Il Presidente della Repubblica, Sergio Mattarella, nel 1991 (un anno dopo le sue dimissioni da ministro perché contro alla Legge Mammì), propose una legge che includeva l’arresto per chi faceva propaganda elettorale in tv: Silvio Berlusconi sarebbe finito in carcere!
Il testo aveva come titolo: “Misure urgenti per la disciplina della propaganda elettorale con riferimento al sistema delle telecomunicazioni di massa.” L’allora On. Mattarella presentò il testo il 18 ottobre 1991, ma poiché quel governo cadde dopo poco tempo non venne neanche discusso. Tuttavia, il 15 aprile 1992, l’ex deputato democristiano fu rieletto e depositò un testo identico.

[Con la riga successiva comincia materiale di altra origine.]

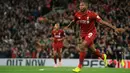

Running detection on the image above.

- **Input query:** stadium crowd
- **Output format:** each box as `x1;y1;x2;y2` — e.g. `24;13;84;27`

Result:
0;0;130;59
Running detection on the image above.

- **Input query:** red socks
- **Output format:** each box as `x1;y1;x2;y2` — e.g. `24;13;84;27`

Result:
78;52;86;68
95;49;104;60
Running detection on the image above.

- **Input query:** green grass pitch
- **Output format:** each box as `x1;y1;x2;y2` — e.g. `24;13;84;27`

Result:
0;66;130;73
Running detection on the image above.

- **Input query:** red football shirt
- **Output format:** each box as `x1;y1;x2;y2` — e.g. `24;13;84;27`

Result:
74;10;101;37
52;29;65;42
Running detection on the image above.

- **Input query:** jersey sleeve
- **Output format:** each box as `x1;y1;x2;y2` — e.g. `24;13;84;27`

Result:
92;12;102;22
73;13;78;22
51;31;54;37
61;30;65;37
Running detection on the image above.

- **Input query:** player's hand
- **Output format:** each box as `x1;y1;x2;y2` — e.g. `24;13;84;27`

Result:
115;28;125;33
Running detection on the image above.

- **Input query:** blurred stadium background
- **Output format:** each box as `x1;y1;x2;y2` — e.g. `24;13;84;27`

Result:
0;0;130;73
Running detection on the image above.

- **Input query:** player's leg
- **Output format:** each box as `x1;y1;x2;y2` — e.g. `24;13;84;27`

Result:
90;44;107;66
53;48;57;67
52;43;57;67
73;41;87;72
58;48;62;66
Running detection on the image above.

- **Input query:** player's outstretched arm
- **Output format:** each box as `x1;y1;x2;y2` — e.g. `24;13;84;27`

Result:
64;20;74;29
99;20;125;33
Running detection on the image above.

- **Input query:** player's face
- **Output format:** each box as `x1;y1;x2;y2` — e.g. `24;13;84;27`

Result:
54;24;60;29
79;2;87;12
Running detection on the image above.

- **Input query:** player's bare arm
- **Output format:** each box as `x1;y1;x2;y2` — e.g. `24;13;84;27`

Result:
64;20;74;29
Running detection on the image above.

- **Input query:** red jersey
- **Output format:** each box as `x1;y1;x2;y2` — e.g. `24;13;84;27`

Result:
52;29;65;42
74;10;101;37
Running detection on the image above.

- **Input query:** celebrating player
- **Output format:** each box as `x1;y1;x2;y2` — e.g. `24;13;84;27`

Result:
66;2;123;72
51;23;65;67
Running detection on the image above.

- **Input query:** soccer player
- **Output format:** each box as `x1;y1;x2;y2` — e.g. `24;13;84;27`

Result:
65;1;123;72
51;23;65;67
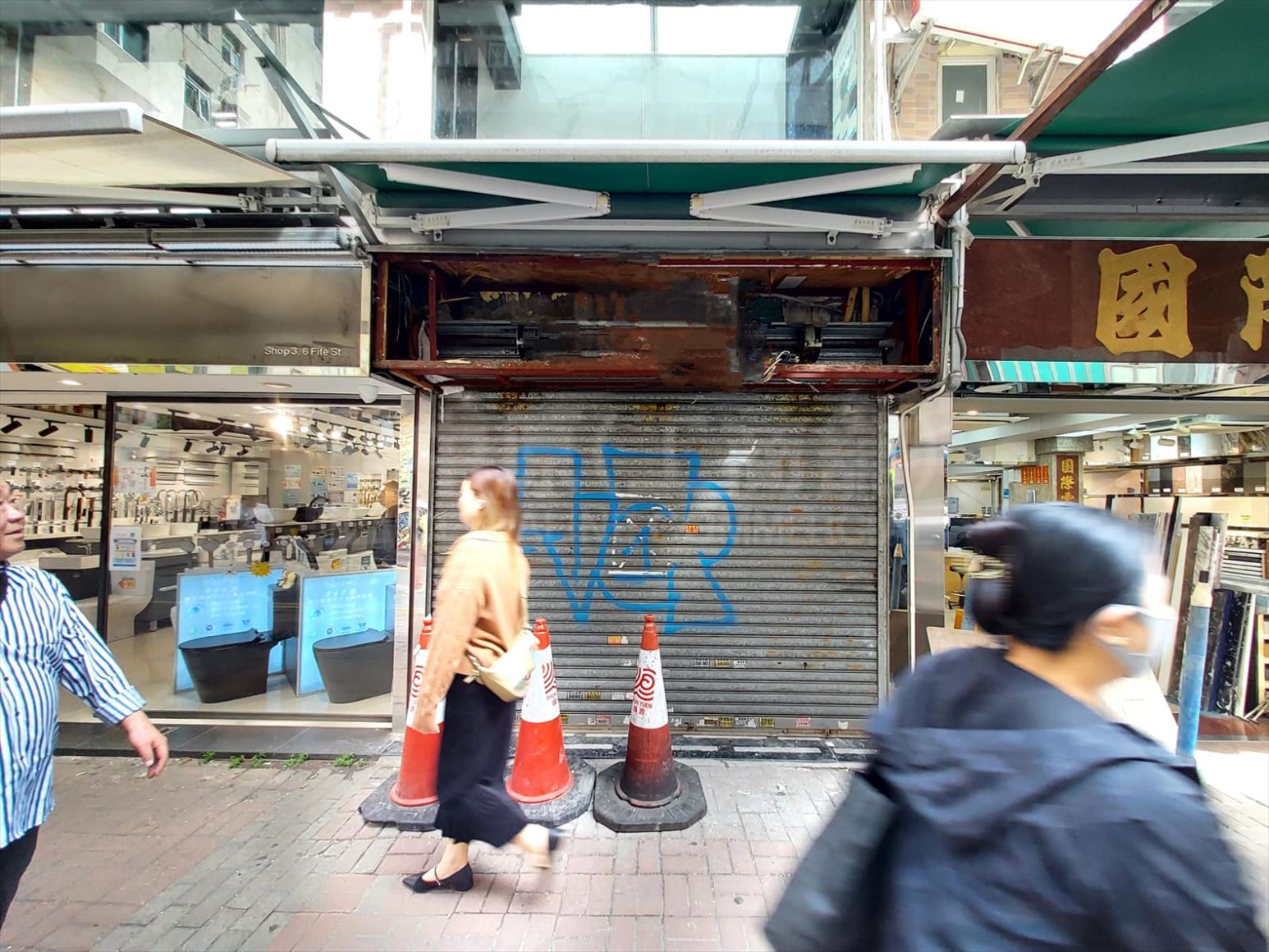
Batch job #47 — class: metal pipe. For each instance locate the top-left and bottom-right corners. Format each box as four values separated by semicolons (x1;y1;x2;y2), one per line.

Secondo l’attuale Capo dello Stato, con la propaganda elettorale televisiva venivano meno i valori che sono alla base di una democrazia. Egli affermava: “Il problema è il modo stesso di formazione del consenso, se a seguito di un libero di battito e confronto di idee e valori oppure in funzione del potere di acquisto di chi, avendo più disponibilità finanziarie, riesca ad usufruire maggiormente delle opportunità offerte dal sistema delle comunicazioni, traducendo così una maggiore disponibilità di denaro in una maggiore disponibilità di voti”. Per Mattarella, dunque, possedere una televisione e usare quest’ultima come strumento di propaganda avrebbe favorito le disuguaglianze tra i cittadini e avrebbe rischiato di “alterare la competizione e la genuinità del consenso elettorale”.
Tra gli articoli presenti nella proposta di legge di Sergio Mattarella va messo in evidenza: il divieto di fare propaganda a trenta giorni dal voto; la reclusione fino a un anno e una multa da 500mila lire a 10 milioni per chi avrebbe violato le disposizioni; la soppressione dell’efficacia della concessione per il titolare della televisione. Il testo fu firmato anche da Pierferdinando Casini (che poi remò nelle acque di Berlusconi), ma, alla fine, non giunse mai a votazione. Nel 1995 Mattarella lo ripropose escludendo le sanzioni di tipo penale, ma non passò ugualmente.